Noting that the Federal Government may not be expected to do anything about the problem, Fashola said, “The question we will ask ourselves is how sustainable is hauling of fuel going to be. It is diminishing the lifespan of our roads and we are continuing and we are heading to a point where we will no longer be able to travel by road again if we don’t change quickly now.
“We built Funsho Williams Avenue, former Western Avenue, four years ago, I have gone back to maintain it twice. I am yet to know what part of the world that has happened; building a brand new road and coming to maintain it within 12 months. It is the tonnage that the roads is subjected to”.
According to him, “If you go along Alaka and Barracks you will see that all almost all the street lights have been knocked down mainly by tankers and trailers. We don’t come back to you to say you damaged public property come and repair it. But we should.

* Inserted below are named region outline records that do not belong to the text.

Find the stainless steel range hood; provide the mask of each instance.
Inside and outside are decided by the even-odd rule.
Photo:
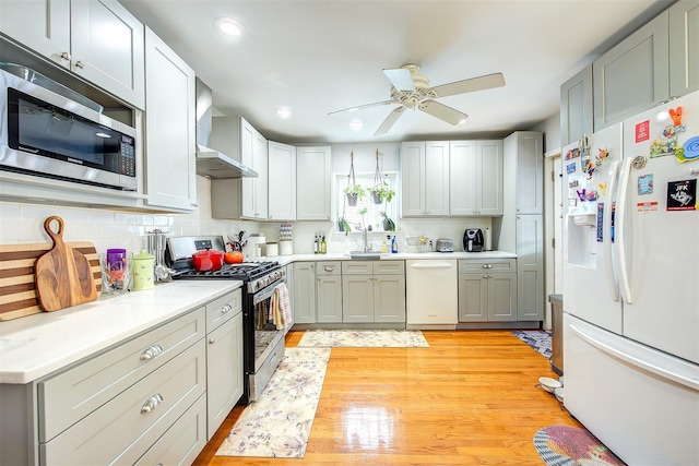
[[[197,77],[197,175],[209,178],[257,178],[258,172],[210,148],[213,118],[211,88]]]

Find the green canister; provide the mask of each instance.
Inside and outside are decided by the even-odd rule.
[[[145,249],[133,256],[133,291],[155,287],[155,255]]]

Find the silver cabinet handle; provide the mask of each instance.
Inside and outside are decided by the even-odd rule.
[[[139,359],[142,361],[147,361],[150,359],[153,359],[161,353],[163,353],[163,347],[161,345],[153,345],[150,348],[147,348],[145,351],[141,353],[141,356],[139,357]]]
[[[145,415],[147,413],[151,413],[153,409],[155,409],[157,407],[157,405],[159,405],[161,403],[163,403],[163,395],[161,395],[159,393],[156,393],[155,395],[151,396],[144,404],[143,406],[141,406],[141,414]]]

Driving along Eko Bridge and Apongbon just see the disjoints that are going on; they are not accidents it is tonnage pressure.
“One day, it is going to collapse. But it is important to let know that you have a big role to play in the rapid deterioration of the access. Now the old rail line into the Apapa depot is still there; it requires rehabilitation here and there and I think if you people put your heads together and make arrangements to rehabilitate it, we can have those tankers back on rails and on the move if you decide that is what is going to happen, because ultimately they are hauling your goods”.
Noting that the fear of the tanker drivers over the new development could be that they would not have any more jobs, the Governor said the drivers could be tanker owners and blend into the business instead of driving on the roads adding, “If there is an accident, the people who may be affected would be reduced if it is rail transportation”.
“A fuel tanker burning in the middle of a city will cause more damage to life and properties than a fuel tanker on the rail line; so the damage will be reduced considerably. So think about it; it is your business”.
Noting that the operators were there because of local content, Fashola said, “Now the local oil companies have outstripped the Texacos, the Mobils and the Totals. But when they started this business about 50 years ago, they transported by rails. We forced them into the roads; but now this generation can do the right thing and go back to the rails.
“The facilities are all there. All we need is to rehabilitate the rails and begin to build our coaches and put them back on the tracks one after the other. I know that once we said it is going to be done, they will be done. Apapa is the first industrial estate in Nigeria”.
In attendance at the meeting were representatives all the major Tank Farm Operators and the state Commissioner of Police, Mr. Aliyu Mohammed Manko; state Commissioner for Energy and Mineral Resources, Engineer Taofeek Tijani; state Director of State Security Service (SSS), Mr. Ben Olayi; and Commander 9 Brigade Cantonment, Ikeja, Brigadier A.S. Maikoba.